A lot of people have their identity wrapped up in how late they can leave it before they put the heating on. If they can wait until November, they are restrained, stoical, masculine in all its best senses. If they can push it to Christmas Day, they are all those things plus they could probably live through a blitz without complaining, if only someone would give them the chance. If you are living with a person of this ilk, all I can tell you is that I once heard of a man whose Christmas present to his wife was heating vouchers that she could trade for warmth, until they ran out. So it could be worse, in other words.
I don’t have a dog in that fight, living under a tyranny of teenagers, who sometimes want it tropical and other times are so swayed by a 15-second energy-conservation video they saw on TikTok that they are prepared to wear gloves in the house. But I’m in profound denial about the outdoors. I honestly believe that if I can leave the house without a coat on, that means it’s not yet autumn. It’s an almost Truss-esque rebuttal of external realities.
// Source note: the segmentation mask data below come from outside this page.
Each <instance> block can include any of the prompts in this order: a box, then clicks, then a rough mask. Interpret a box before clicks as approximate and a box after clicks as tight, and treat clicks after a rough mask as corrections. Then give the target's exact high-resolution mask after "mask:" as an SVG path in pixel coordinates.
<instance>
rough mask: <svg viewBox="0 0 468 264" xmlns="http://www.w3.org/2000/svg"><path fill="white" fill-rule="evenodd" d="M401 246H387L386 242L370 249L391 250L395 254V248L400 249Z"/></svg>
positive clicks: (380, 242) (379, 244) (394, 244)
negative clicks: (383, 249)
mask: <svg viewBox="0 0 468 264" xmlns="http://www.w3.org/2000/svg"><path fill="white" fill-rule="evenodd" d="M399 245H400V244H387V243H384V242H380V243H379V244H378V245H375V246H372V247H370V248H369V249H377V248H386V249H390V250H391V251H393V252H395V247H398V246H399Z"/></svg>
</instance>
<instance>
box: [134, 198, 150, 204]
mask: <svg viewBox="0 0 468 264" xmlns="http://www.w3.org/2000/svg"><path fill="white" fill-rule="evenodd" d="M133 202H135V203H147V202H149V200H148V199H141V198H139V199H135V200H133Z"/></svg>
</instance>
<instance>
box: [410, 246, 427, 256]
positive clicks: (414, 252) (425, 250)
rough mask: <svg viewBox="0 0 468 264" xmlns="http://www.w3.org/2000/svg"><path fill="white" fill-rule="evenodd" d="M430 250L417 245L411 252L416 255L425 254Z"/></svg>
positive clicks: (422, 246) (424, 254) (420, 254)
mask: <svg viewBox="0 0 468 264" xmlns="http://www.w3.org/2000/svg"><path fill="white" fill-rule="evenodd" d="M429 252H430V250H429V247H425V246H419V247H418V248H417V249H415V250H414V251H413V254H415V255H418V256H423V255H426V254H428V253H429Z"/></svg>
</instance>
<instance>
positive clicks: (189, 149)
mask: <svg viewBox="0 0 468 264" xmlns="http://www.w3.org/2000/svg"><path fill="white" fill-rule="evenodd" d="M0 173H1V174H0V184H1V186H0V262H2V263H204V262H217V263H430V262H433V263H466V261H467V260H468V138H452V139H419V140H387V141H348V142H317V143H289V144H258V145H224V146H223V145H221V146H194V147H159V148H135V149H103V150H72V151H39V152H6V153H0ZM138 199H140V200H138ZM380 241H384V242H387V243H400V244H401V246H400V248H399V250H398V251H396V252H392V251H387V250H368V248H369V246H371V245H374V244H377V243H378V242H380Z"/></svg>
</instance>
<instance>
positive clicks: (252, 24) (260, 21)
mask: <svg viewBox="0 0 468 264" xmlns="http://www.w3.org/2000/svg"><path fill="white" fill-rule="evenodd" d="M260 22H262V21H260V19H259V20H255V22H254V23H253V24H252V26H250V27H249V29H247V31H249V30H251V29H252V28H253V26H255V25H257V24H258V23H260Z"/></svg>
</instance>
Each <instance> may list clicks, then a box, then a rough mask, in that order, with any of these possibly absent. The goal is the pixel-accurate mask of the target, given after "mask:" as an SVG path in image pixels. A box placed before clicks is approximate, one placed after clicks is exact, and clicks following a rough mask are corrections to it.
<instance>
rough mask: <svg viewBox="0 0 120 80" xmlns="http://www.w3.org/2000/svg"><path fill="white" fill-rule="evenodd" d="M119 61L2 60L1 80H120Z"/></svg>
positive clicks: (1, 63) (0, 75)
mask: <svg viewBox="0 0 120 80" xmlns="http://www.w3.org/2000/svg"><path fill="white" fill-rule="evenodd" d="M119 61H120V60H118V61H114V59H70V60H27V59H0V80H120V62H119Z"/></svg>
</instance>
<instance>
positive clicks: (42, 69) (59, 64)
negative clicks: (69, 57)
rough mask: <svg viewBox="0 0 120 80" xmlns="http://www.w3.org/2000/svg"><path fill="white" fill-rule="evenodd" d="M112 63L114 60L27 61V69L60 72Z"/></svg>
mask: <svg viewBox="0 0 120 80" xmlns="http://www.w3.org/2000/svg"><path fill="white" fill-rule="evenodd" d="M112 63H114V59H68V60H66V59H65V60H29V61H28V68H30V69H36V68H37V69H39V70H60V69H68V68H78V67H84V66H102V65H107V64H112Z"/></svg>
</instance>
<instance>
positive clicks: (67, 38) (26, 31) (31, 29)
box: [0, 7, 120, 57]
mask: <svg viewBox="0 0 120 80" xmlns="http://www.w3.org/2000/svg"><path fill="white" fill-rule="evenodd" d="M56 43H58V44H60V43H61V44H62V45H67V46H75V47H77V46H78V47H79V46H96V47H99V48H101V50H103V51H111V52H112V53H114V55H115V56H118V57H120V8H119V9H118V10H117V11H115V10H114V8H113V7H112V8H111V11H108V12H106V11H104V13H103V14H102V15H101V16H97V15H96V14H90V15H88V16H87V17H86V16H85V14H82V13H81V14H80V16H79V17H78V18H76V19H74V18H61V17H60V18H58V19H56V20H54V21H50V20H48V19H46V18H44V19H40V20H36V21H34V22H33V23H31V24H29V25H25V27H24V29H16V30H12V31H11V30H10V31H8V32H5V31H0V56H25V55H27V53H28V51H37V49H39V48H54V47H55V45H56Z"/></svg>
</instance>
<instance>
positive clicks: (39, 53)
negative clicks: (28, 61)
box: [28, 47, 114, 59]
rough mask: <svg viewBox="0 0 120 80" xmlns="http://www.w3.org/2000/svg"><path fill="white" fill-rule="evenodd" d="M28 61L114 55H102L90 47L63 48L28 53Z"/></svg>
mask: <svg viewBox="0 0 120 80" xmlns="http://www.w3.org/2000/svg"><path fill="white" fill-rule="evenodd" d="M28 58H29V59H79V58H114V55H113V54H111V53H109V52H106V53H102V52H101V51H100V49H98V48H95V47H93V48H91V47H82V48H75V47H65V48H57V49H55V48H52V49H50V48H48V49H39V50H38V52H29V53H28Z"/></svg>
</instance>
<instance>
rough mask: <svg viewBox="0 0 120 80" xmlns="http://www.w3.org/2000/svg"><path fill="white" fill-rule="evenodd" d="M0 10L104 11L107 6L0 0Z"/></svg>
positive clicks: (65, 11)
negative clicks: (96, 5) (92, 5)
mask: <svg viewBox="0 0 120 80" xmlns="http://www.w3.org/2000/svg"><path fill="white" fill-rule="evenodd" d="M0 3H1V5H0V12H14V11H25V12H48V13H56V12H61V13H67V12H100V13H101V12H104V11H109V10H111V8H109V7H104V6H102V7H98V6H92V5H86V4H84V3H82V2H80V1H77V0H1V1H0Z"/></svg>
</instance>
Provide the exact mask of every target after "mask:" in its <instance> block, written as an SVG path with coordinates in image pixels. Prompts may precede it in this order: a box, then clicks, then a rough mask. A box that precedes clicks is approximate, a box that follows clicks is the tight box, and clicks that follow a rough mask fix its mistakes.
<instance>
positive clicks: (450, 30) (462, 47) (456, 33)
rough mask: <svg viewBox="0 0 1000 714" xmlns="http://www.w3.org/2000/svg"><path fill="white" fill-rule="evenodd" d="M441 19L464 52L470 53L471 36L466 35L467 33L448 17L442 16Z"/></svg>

I spend a lot of time scuttling to the tube, where it’s summer all year round, then settle myself proudly on the Victoria line, thinking: “Who’s laughing now, people in coats? I bet you wish you could feel this muggy tube breeze of recirculated farts on your bare elbows.”
Around now, the thermals come out, in ever more abstruse variations (they certainly didn’t make polo neck onesies when I were a nipper). You can look and feel as though you’re in a single layer, some kind of early June uniform, whereas in fact you’re in two layers, and one of them was devised by 70 years of continuous Japanese innovation for use in a snow festival.
For at least a fortnight, when the weather can take no more of this nonsense and answers every argument with a biting wind, I just stop going out. Finally, I’ll cave in to a coat, at around the same time as all the real men are setting their thermostats to 18.5C – Christmas Day.